A further exemplary embodiment results. 4 In this case, a sintered cup bearing 31 is mounted in a bearing housing 30 with a front side 35 opposite the manifold and a front side 36 facing the manifold. The cup bearing 31 in correspondence of the two front sides 35 and 36 is made with a convex su-, perfid and annular 37 coaxial to the hole 11. front faces 35, 36 in cup bearing -31

The cup bearing 31 is fixed in the bearing seat 30 in a known manner by means of a plate-shaped element 32. Arranged in the space enclosed by the support member 32 is an oil-impregnated felt 33 which is supported by resilient members 34 and is contacted with the cup bearing 31. The felt 33 serves as an oil reserve. A circular opening 38 is made in the support element 32.

The centrifugal disc 25 fixed on the shaft 10 is shaped so that its outer contour penetrates into the opening 38 of the support element 32, where on the side of the bearing in the centrifuge 25 a recess 39 is shaped away from the front surface 30 of cup bearing 31. The centrifugal disc 25 penetrating into the opening 38 serves to bring the oil received from the centrifugal disc 25 back towards the felt 33.
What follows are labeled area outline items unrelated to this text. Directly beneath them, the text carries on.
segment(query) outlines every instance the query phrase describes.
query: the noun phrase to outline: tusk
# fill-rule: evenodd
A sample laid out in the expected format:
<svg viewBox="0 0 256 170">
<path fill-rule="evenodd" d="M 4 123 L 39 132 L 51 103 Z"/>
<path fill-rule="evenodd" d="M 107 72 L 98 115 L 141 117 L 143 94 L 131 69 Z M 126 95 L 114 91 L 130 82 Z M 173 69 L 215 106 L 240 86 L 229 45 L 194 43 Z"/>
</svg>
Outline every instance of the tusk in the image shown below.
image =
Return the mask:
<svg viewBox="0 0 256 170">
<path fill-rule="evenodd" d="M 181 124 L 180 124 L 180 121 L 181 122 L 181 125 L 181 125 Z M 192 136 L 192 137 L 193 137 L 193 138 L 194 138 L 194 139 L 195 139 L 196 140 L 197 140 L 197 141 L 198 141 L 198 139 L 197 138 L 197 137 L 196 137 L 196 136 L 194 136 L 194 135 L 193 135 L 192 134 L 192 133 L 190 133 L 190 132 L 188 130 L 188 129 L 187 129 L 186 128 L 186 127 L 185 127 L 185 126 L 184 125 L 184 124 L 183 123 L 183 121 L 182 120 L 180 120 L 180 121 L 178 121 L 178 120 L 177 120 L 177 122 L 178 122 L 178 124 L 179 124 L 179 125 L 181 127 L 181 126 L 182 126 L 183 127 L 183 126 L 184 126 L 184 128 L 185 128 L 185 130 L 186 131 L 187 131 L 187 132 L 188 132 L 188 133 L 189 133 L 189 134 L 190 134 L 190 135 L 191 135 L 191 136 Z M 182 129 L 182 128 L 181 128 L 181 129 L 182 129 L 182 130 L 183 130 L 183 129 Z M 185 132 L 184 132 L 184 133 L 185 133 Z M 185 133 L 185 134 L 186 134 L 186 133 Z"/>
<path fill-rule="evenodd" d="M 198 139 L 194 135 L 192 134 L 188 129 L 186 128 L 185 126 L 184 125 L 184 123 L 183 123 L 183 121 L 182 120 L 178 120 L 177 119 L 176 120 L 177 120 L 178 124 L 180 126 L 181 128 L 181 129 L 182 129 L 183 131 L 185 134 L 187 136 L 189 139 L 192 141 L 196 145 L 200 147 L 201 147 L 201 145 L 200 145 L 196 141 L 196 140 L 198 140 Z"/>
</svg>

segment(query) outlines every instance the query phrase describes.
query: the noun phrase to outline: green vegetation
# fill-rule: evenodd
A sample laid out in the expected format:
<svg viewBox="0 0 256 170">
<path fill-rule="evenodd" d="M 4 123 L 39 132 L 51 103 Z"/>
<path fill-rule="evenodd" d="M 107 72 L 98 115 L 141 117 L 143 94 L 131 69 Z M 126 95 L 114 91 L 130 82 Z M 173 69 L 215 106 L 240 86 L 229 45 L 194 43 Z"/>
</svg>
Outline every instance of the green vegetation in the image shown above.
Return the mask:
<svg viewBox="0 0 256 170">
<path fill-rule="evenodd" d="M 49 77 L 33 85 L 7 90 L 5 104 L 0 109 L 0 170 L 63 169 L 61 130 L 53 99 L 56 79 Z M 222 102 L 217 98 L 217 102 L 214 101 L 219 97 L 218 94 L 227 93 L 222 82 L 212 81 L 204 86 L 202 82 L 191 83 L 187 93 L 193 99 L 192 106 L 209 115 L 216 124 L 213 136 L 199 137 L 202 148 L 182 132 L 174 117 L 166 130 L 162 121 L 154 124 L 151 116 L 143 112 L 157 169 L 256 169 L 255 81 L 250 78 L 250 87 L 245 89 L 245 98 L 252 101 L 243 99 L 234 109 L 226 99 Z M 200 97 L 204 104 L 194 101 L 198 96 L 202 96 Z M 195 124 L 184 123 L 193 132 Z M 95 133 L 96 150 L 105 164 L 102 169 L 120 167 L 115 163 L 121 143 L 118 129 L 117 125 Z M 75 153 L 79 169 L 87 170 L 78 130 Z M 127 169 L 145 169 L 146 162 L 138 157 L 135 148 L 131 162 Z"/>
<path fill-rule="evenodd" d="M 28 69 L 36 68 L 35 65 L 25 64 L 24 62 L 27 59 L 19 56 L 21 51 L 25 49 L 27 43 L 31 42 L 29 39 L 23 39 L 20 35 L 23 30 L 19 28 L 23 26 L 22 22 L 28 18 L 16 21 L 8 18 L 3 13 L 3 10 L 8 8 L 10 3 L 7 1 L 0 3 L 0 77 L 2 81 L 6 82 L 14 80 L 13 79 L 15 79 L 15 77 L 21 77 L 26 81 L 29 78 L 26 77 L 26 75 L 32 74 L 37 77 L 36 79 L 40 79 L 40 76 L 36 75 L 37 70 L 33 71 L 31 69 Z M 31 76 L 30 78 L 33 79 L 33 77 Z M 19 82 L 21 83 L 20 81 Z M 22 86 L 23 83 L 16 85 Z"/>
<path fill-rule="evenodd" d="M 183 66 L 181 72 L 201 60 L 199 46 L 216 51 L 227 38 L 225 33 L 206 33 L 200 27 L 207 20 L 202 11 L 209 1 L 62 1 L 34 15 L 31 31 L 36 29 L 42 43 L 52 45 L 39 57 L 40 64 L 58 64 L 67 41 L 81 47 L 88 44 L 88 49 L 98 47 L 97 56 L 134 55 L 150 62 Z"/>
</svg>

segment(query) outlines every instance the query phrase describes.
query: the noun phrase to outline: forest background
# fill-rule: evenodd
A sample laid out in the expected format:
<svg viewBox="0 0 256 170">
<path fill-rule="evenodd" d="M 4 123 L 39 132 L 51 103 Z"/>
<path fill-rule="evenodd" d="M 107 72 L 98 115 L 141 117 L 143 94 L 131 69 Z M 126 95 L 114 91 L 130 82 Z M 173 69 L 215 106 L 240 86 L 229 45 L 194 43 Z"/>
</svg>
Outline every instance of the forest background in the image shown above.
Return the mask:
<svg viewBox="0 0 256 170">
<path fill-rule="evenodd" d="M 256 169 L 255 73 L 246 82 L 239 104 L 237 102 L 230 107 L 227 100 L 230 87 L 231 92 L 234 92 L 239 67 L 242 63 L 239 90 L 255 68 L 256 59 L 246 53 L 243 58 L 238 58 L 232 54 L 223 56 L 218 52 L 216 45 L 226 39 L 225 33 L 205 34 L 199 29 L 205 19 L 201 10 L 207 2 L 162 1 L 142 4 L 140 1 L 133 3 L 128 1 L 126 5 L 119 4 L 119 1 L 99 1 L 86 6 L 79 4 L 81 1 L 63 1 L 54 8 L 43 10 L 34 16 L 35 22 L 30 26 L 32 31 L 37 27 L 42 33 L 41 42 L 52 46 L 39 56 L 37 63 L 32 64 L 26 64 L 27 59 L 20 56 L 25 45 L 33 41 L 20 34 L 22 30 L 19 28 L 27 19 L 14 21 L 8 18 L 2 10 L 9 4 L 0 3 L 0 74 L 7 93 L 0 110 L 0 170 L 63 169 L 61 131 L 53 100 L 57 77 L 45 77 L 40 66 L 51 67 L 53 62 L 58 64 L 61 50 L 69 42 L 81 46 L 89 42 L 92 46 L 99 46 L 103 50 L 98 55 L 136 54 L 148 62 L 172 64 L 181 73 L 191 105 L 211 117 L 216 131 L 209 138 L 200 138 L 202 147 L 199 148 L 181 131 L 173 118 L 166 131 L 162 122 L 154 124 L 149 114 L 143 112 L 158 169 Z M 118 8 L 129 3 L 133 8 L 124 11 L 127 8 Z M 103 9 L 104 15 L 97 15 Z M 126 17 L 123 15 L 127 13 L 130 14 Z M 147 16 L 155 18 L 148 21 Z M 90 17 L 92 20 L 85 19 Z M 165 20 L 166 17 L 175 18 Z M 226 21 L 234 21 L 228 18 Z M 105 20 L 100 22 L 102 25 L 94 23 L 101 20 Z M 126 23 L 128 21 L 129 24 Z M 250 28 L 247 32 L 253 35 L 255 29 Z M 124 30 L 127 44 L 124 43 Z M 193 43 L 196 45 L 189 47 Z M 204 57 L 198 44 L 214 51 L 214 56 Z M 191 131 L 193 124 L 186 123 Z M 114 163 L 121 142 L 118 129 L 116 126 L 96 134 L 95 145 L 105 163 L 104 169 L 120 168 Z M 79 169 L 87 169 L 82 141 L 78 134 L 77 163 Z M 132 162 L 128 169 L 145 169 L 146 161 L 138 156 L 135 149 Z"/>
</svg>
With the complex annular surface 37 and the recess 39 of the centrifugal disc 25 the bearing-side front surface of the centrifugal disc 25 rests only on a small diameter with a relatively large surface pressure on the front side 36 of the cup bearing 31. In the radial direction, due to the effect of the convex annular surface 37 and the recess 39, the radial interspace 24 is formed.

A spacer disc between the centrifugal disc 25 and the front side 26 of the manifold in the embodiment example according to FIG. 4 is not provided to prevent oil flowing respectively from flowing through the front side of the manifold. towards the collector, the small diameter centrifugal disc 25 is moved away from the front side 26 of the collector, so that between the collector side front surface of the centrifuge disc 25 and the front side 26 of the collector a gap 40 on the collector side is formed.

Claims (1)

CLAIMS 1.Shaft bearing with a sliding bearing, especially with an internal sliding bearing, in which a shaft is guided in a bore by means of a bearing clearance, where an oil film is formed in the bearing clearance, characterized from the fact that at least on one front side (14, 1.0 of the bearing (12) between shaft (ld) and bearing (12) there is an annular gap (17), whose widening (16) reduces the existing effect of capillarity, so that the oil fixed in the gap between shaft (10) and bearing (12U 2. Shaft support according to claim 1, characterized in that between the front surface (14, 15 of the bearing (12) and a disc (21) resting on at least one of the front surfaces (14,15), there is provided a gap (24) extending radially. 3. Shaft support, according to claim 2, characterized by the fact that in correspondence with at least one of the front surfaces (14, 15) of the bearing (12) a convex annular surface (37) is formed coaxially to the bore (11). 4. Shaft support according to claim 3, characterized in that the contact surface between the disc (21) and the convex annular surface (37) is on the smallest possible diameter. 5. Shaft support according to claim 2, characterized by the fact that on the side of the bearing behind the disc (21) a centrifugal disc (25) is fixedly mounted on the shaft 6. Shaft support according to claim 1, characterized in that the disc (21) is a small centrifuge (25), which is fixed on the shaft (11) and has a recess (39) which moves away from the surface front (1 15) of bearing 12). 7. Shaft support according to claim 5 or 6, characterized in that the disc (25) is made of notches (44), such that bearing surfaces (41) are formed between the notches (44) for a coupling pressed onto the shaft (10). 8. Shaft support according to claim 5 or 6, characterized in that a unit (13) mounted on the shaft-41) 3⁄4 made with a front side (26) on the bearing side, as well as by the fact that the flinger disc (25) and shaped so as to rest with its own diameter on the front side (26). 9. Shaft support according to claim 8, characterized in that the front side (26) on the bearing side has a radial groove (29) on a small diameter, 10. I support the shaft according to claim 9, characterized by the fact that the radial groove (29) is made as a spiral cable, the orientation of which goes from the inside towards the outside in the direction of rotation of the shaft (10).